Suzanne and I are in agreement that a little hand embroidery significantly enhances a machine embroidery design. With Easter’s April 24th date rapidly approaching, I could only manage a few French knots. But I do think they add nicely to the effect.
We also agree that cotton embroidery thread enables a “hand look” machine embroidery to look more convincingly like the hand embroidery it strives to emulate. The fil tire’ is stitched with a wing needle and ecru 80 wt.Madeira Cotona. For the leaves, 30 wt. Mettler thread was used, for the flowers, 50 wt. DMC and for the tiny tendril, 60 wt. Mettler. A 50 wt. cotton quilting thread from Robison-Anton was used for the L monogram (from Monogram Wizard with the addition of a spray from the same fil tire’ embroidery collection). http://www.allthreads.com/Robison_Anton_50wt_Cotton_Quilting_Thread_King.aspx
This Super Stitch 50 wt. quilting thread is my #1 choice for monograms as it is much heavier than the DMC 50 wt. I love this thread!!! I bought three 3000 yd. king spools, in white, ecru and eggshell so I will never run out. Likely it is 3 ply, though I haven’t taken the time to examine it closely. Its extra weight gives lettering a padded satin stitch look. But because the Nelona is sheer and fine, I did reduce the density by 10% in Buzztools2. In my opinion, the variety of thread weights contributes positively to the “looks like hand embroidery” deception attempt.
The back yoke is embroidered with another design from that collection. So often I think of Elizabeth Travis Johnson’s suggestion that “something pretty” should appear on the back. Twice, I roomed with this delightful legend who waxed eloquently on the subject.
As you may know, she was deaf for a good part of her adult life. Consequently she spent much of Sunday worship service in personal prayer, meditation and contemplation. She confided that once, sitting in the pew in near silence, she looked at the congregants backs and wished there had been some detail that would catch her eye. After that, she often made a point of wearing a pin on the back of her dress for church. For children, she suggestion, the back is what is most often seen, so why not embellish it? The petite sprays on the back of Laurel’s Tea Dress honor EJT’s suggestion.

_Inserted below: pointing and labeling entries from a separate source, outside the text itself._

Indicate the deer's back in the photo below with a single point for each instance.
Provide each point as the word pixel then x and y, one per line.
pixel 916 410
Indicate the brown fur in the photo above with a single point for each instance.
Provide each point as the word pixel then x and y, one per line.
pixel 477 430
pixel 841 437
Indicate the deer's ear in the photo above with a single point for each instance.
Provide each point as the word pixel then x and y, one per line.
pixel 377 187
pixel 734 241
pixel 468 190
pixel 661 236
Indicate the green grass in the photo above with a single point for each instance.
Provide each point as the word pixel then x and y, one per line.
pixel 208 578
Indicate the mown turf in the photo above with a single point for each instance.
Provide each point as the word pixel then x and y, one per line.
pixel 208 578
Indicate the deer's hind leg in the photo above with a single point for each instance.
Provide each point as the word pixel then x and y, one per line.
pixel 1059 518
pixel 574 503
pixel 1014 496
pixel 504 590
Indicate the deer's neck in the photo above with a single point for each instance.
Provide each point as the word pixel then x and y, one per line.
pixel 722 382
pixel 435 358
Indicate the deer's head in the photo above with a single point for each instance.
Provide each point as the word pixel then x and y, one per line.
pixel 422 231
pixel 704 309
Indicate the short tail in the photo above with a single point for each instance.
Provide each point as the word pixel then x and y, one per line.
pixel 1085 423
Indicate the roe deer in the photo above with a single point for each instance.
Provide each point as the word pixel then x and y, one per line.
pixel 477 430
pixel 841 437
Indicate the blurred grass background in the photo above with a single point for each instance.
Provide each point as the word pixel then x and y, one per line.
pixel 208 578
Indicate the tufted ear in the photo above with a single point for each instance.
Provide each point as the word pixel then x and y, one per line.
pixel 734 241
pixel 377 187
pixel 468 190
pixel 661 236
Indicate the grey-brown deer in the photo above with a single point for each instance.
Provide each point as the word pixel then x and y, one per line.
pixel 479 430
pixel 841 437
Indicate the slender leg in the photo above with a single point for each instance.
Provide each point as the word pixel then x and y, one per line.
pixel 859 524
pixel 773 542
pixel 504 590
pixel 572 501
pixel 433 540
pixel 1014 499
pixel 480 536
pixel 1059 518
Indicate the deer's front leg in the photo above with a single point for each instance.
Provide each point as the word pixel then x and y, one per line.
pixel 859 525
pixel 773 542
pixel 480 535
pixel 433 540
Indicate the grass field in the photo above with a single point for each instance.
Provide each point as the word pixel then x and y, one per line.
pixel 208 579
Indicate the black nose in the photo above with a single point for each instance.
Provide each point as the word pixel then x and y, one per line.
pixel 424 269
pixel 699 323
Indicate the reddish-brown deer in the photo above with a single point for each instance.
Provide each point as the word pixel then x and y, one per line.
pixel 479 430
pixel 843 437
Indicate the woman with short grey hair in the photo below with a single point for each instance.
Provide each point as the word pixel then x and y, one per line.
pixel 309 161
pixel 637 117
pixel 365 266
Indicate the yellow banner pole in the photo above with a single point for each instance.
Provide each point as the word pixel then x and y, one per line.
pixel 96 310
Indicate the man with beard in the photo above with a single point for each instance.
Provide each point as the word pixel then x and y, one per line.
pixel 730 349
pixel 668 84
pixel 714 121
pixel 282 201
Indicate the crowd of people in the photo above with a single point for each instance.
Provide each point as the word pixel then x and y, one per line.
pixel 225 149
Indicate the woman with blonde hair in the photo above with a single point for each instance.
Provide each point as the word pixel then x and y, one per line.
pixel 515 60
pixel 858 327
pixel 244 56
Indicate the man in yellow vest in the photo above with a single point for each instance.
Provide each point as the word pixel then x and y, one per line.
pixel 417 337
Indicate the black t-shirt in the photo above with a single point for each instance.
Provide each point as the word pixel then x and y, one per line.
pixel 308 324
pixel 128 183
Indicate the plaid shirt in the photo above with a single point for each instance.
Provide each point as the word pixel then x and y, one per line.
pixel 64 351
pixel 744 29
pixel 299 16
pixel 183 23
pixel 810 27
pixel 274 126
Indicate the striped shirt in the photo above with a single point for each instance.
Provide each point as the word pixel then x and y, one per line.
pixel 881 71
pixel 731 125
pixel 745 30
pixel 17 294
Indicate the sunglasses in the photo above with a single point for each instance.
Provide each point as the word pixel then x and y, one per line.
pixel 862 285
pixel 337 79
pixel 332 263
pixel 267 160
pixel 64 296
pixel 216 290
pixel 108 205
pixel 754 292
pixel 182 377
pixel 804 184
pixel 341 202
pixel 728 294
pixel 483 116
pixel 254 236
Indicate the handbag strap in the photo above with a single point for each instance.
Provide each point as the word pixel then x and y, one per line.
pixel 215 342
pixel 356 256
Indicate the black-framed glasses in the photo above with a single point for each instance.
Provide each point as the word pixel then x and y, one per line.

I used my own technique for constructing the bodice. The instructions direct you to create the front–inserting lace, working embroidery, and then repeating these steps on the back. I’ve never been happy with the lace seamed at the shoulder and often the lace does not match up exactly. This is probably operator error, but I don’t like to struggle when there is an easier way.
Joining the shoulder seams first and then inserting the lace gives a nicer effect, in my humble opinion. By doing so, not only is the lace continuous and unseamed, but the pinstitching is also continuous and flows smoothly across the shoulder.
I hope to finish the sleeves tonight. And like Robert Frost, I have miles to go before I sleep. But my miles are marked with pinstitching which is not “the road less traveled.” Now, back to my textile cave.
What are you sewing for Easter? Have you started? Are you finished?